Biobehavioral Nursing and Health Systems, School of Nursing, Box 357266, University of Washington, Seattle, WA 98195, USA.
Int J Med Inform. 2013 Jul;82(7):565-79. doi: 10.1016/j.ijmedinf.2013.03.007. Epub 2013 Apr 30.
There is a critical need for public health interventions to support the independence of older adults as the world's population ages. Health smart homes (HSH) and home-based consumer health (HCH) technologies may play a role in these interventions.
We conducted a systematic review of HSH and HCH literature from indexed repositories for health care and technology disciplines (e.g., MEDLINE, CINAHL, and IEEE Xplore) and classified included studies according to an evidence-based public health (EBPH) typology.
One thousand, six hundred and thirty-nine candidate articles were identified. Thirty-one studies from the years 1998-2011 were included. Twenty-one included studies were classified as emerging, 10 as promising and 3 as effective (first tier).
The majority of included studies were published in the period beginning in the year 2005. All 3 effective (first tier) studies and 9 of 10 of promising studies were published during this period. Almost all studies included an activity sensing component and most of them used passive infrared motion sensors. The three effective (first tier) studies all used a multicomponent technology approach that included activity sensing, reminders and other technologies tailored to individual preferences. Future research should explore the use of technology for self-management of health by older adults; social support; and self-reported health measures incorporated into personal health records, electronic medical records, and community health registries.

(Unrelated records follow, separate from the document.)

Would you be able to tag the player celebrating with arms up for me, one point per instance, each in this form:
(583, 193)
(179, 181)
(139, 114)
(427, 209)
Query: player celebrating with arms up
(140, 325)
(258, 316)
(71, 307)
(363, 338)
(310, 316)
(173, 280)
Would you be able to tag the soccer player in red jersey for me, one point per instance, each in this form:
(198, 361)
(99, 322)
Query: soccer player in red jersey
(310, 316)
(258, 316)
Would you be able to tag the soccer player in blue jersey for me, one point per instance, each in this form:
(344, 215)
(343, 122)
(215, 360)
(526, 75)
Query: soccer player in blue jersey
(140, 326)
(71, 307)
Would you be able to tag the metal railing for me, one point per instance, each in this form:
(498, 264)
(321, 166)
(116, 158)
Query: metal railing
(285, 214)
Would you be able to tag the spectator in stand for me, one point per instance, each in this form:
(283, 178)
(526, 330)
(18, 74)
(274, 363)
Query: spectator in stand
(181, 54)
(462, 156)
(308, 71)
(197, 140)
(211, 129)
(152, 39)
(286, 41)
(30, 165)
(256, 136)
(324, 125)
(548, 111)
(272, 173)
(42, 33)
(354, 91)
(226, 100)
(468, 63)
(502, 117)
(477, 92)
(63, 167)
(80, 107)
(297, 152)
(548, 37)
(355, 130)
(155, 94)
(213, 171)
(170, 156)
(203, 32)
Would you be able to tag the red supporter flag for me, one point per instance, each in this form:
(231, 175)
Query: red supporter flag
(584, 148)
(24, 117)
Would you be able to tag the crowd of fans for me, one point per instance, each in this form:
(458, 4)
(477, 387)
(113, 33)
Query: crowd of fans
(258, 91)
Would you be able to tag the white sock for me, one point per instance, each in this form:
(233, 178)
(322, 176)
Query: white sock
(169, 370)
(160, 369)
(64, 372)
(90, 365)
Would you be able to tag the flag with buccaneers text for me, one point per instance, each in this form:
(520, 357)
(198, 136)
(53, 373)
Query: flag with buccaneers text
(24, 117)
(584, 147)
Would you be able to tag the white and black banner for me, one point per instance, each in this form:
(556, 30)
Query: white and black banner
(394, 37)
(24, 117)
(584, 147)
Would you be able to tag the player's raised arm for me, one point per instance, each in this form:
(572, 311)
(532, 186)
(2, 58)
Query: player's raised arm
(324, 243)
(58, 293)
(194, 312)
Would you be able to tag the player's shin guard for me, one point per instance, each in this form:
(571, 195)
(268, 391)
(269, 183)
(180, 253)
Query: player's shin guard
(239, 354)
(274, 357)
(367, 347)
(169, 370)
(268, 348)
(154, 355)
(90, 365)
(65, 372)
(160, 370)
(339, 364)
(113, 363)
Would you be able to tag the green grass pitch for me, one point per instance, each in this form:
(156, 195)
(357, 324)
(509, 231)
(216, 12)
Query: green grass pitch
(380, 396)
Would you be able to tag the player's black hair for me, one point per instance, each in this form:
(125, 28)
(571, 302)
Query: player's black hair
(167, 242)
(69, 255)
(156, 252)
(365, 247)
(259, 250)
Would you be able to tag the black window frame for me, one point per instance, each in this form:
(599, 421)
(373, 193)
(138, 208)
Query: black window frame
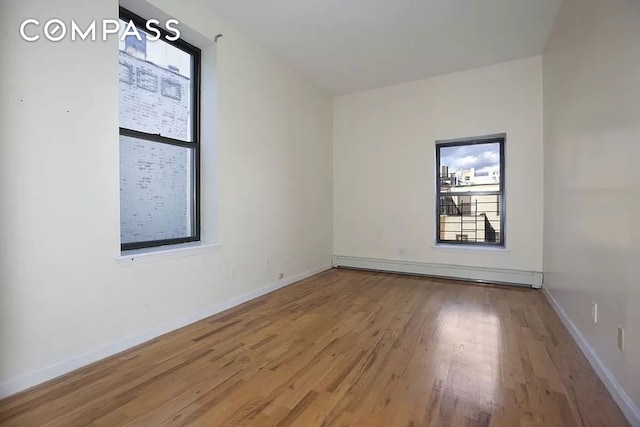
(193, 145)
(501, 140)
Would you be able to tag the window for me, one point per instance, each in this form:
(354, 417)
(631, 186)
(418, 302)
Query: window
(159, 139)
(470, 191)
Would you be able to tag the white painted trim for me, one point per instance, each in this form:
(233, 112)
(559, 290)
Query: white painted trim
(65, 366)
(476, 274)
(626, 404)
(166, 252)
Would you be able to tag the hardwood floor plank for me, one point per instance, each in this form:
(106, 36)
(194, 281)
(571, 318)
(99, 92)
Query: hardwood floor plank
(345, 347)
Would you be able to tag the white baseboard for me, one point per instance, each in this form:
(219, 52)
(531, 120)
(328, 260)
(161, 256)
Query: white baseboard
(627, 406)
(476, 274)
(65, 366)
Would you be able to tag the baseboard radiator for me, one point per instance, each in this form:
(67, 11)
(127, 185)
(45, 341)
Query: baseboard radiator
(461, 272)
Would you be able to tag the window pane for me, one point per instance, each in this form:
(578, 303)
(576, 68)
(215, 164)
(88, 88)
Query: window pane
(156, 198)
(470, 218)
(474, 167)
(155, 87)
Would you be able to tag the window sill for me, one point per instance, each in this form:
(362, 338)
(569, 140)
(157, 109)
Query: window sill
(166, 252)
(471, 248)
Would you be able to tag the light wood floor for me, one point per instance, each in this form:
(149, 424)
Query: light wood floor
(343, 348)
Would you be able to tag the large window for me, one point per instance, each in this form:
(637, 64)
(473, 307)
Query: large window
(159, 139)
(470, 191)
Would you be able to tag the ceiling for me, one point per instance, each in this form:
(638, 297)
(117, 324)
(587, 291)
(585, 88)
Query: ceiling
(347, 46)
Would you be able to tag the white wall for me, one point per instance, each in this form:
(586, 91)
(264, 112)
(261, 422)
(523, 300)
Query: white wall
(384, 163)
(62, 292)
(592, 191)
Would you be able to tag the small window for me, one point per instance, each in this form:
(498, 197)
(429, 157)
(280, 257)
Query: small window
(159, 139)
(470, 191)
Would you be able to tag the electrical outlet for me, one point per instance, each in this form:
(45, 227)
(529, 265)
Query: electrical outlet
(620, 338)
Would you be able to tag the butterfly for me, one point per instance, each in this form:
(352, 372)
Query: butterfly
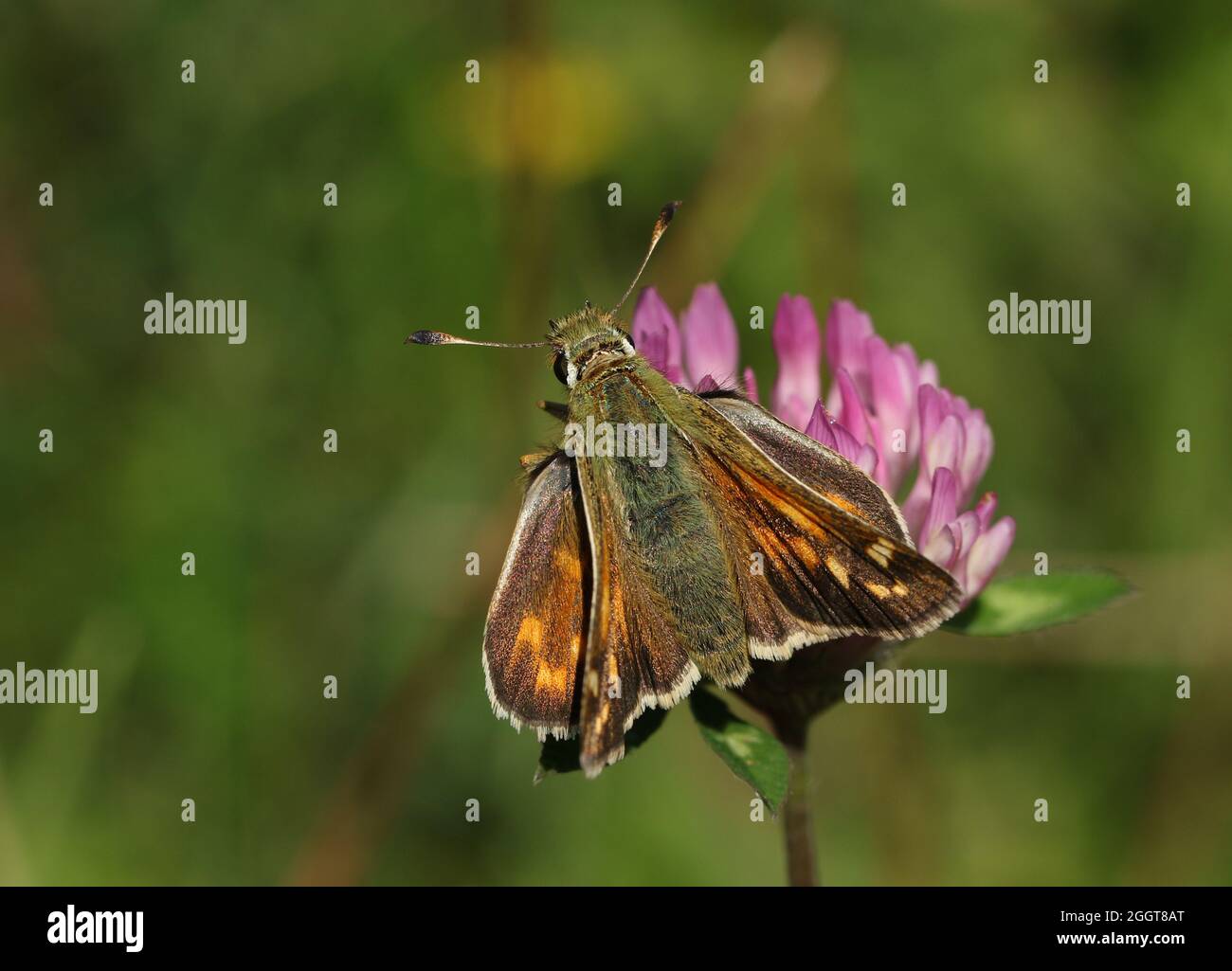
(677, 535)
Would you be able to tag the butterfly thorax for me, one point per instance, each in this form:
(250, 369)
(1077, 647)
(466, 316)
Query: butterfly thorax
(586, 339)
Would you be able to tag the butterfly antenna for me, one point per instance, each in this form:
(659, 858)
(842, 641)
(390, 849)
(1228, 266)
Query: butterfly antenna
(661, 226)
(436, 336)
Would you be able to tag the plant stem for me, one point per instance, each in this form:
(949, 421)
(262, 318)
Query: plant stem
(797, 818)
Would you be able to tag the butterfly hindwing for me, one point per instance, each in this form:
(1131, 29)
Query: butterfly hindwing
(664, 607)
(534, 636)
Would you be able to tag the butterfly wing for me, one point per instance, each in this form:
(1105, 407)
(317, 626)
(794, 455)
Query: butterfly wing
(533, 638)
(664, 607)
(677, 541)
(824, 551)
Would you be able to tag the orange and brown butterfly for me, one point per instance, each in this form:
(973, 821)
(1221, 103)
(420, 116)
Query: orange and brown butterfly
(676, 536)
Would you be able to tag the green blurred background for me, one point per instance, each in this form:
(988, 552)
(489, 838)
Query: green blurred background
(496, 195)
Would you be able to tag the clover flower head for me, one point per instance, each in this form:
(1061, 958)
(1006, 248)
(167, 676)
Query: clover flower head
(885, 410)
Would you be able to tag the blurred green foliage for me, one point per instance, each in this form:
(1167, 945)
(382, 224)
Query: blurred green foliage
(496, 195)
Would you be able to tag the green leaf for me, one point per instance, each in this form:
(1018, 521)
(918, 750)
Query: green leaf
(563, 754)
(752, 753)
(1027, 602)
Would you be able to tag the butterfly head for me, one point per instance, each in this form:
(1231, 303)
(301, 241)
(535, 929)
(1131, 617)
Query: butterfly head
(582, 339)
(586, 338)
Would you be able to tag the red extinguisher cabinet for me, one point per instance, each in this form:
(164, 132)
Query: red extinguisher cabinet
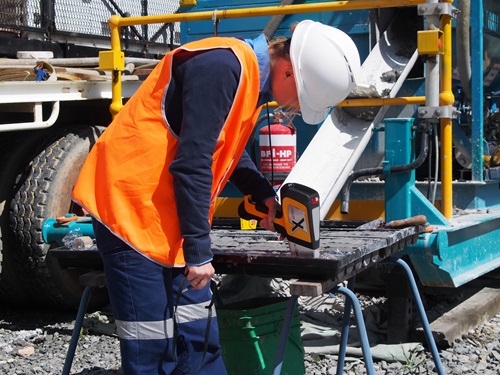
(277, 150)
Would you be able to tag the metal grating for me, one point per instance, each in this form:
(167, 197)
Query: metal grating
(87, 18)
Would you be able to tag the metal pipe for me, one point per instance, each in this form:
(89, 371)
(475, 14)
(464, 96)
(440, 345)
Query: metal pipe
(378, 102)
(463, 46)
(477, 51)
(446, 98)
(38, 122)
(116, 83)
(268, 11)
(379, 171)
(115, 22)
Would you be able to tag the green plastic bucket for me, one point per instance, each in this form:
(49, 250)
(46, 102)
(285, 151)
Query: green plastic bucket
(250, 334)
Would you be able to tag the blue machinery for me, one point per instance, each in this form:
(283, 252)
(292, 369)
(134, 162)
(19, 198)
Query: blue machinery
(465, 242)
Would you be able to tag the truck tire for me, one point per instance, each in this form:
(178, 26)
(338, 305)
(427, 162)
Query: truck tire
(43, 189)
(14, 154)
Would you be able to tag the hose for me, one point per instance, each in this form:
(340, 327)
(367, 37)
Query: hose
(379, 171)
(463, 46)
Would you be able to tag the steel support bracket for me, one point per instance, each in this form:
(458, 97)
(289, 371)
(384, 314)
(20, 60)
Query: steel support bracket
(437, 9)
(437, 112)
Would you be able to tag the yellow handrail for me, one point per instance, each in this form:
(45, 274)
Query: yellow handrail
(446, 98)
(115, 22)
(446, 95)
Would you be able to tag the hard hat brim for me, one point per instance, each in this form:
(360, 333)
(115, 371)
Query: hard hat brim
(309, 115)
(326, 66)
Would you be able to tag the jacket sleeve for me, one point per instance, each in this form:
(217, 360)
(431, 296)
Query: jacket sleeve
(198, 102)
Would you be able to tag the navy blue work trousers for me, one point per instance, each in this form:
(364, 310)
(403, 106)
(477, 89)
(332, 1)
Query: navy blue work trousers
(161, 321)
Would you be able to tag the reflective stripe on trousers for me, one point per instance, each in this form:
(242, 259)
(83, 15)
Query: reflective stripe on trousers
(142, 296)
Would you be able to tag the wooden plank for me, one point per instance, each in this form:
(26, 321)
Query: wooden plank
(309, 288)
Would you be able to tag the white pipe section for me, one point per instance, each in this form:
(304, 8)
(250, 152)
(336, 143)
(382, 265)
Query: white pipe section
(38, 122)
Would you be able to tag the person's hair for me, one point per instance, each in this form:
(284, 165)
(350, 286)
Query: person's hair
(279, 48)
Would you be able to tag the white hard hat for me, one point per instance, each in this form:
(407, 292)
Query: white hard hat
(325, 63)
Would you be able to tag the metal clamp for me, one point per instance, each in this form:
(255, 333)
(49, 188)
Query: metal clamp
(438, 112)
(438, 9)
(215, 21)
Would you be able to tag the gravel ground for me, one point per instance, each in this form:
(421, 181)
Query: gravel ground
(36, 341)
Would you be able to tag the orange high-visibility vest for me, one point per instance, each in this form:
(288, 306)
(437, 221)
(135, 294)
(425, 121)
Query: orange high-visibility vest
(125, 182)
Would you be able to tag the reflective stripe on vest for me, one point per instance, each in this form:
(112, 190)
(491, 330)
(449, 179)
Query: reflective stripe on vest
(125, 182)
(162, 329)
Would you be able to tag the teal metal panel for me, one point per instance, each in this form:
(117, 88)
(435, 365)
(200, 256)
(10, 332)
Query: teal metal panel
(453, 256)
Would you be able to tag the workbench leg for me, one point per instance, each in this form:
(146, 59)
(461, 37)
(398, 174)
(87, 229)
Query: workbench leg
(344, 333)
(352, 301)
(423, 316)
(84, 301)
(285, 332)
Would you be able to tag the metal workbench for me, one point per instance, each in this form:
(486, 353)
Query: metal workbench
(343, 253)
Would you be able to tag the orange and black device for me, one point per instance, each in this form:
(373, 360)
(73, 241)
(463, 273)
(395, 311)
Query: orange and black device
(298, 220)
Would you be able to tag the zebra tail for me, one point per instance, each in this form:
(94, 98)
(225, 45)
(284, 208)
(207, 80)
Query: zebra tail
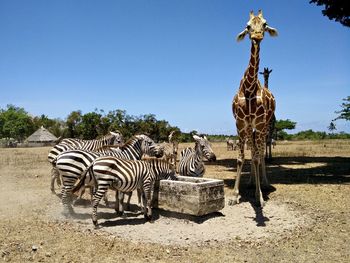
(82, 179)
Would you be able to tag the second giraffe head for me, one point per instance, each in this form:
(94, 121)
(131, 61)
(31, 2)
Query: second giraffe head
(256, 27)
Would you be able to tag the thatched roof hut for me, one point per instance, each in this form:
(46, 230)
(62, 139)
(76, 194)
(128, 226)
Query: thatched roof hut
(41, 137)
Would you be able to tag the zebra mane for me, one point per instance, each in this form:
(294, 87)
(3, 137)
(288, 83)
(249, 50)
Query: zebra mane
(130, 142)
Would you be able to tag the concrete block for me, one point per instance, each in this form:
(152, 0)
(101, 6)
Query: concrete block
(190, 195)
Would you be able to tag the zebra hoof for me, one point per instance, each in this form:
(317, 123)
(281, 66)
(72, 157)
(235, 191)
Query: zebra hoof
(149, 218)
(234, 201)
(119, 213)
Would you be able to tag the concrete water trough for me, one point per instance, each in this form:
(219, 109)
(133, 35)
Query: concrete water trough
(190, 195)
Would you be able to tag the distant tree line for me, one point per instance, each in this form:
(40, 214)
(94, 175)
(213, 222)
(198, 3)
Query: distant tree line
(18, 124)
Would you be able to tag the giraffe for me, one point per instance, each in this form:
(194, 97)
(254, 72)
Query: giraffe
(253, 107)
(271, 127)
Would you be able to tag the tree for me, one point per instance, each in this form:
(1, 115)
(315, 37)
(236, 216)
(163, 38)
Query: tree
(331, 127)
(338, 10)
(345, 111)
(16, 123)
(89, 125)
(282, 125)
(73, 120)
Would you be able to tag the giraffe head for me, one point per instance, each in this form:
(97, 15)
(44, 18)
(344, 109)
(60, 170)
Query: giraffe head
(266, 72)
(256, 28)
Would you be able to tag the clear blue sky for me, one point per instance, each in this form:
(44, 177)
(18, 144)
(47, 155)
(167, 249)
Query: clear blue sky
(177, 59)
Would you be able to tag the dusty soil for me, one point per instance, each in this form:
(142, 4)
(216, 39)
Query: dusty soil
(305, 218)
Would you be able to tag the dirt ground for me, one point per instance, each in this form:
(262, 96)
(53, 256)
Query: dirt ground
(306, 217)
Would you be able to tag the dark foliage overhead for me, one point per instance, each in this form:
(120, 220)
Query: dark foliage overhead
(338, 10)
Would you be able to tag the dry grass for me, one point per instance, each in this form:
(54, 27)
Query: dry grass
(313, 177)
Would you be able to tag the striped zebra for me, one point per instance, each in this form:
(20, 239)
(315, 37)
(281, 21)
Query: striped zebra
(191, 160)
(127, 176)
(72, 164)
(113, 138)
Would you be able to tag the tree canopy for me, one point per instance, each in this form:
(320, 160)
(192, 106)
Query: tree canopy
(338, 10)
(344, 113)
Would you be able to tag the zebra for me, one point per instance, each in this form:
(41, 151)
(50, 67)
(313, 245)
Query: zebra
(191, 160)
(126, 176)
(169, 149)
(72, 164)
(113, 138)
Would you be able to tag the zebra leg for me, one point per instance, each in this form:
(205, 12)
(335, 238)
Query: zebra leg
(120, 198)
(105, 199)
(127, 205)
(147, 200)
(140, 202)
(54, 176)
(67, 200)
(95, 201)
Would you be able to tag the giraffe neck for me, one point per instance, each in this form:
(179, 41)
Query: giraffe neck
(266, 80)
(250, 78)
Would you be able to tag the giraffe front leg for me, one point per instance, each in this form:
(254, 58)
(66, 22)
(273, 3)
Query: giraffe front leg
(258, 194)
(240, 161)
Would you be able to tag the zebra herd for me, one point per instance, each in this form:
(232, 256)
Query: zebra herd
(109, 163)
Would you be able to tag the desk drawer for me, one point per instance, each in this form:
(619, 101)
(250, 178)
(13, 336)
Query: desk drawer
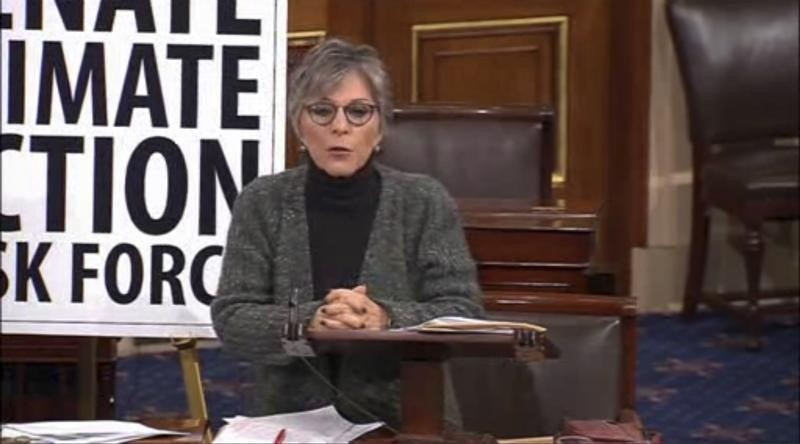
(530, 246)
(558, 278)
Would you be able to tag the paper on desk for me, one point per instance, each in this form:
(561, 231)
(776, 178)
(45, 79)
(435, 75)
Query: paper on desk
(458, 324)
(323, 425)
(81, 431)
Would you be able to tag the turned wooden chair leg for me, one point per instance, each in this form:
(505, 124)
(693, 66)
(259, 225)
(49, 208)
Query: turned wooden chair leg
(698, 252)
(753, 258)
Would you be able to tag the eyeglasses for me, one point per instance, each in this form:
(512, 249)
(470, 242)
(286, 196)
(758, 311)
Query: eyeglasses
(357, 113)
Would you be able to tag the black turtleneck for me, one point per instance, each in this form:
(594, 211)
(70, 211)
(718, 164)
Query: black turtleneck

随着世界人口老龄化,公共卫生干预措施迫切需要支持老年人的独立性。健康智能家居(HSH)和家庭为基础的消费者健康(HCH)技术可能在这些干预措施中发挥作用。
我们从医疗保健和技术学科的索引库(例如 MEDLINE、CINAHL 和 IEEE Xplore)中对 HSH 和 HCH 文献进行了系统回顾,并根据循证公共卫生(EBPH)分类法对纳入的研究进行了分类。
确定了 1639 篇候选文章。纳入了 1998 年至 2011 年的 31 项研究。21 项纳入的研究被归类为新兴,10 项为有前途,3 项为有效(第一级)。
纳入的研究大多发表在 2005 年开始的时期。所有 3 项有效(第一级)研究和 10 项有前途的研究中的 9 项都发表在这一时期。几乎所有的研究都包含了活动感应组件,其中大多数使用被动红外运动传感器。这三项有效(第一级)的研究都使用了多组件技术方法,包括活动感应、提醒和其他针对个人喜好定制的技术。未来的研究应该探索利用技术来实现老年人的健康自我管理;社会支持;以及个人健康记录、电子病历和社区健康登记中纳入的自我报告健康指标。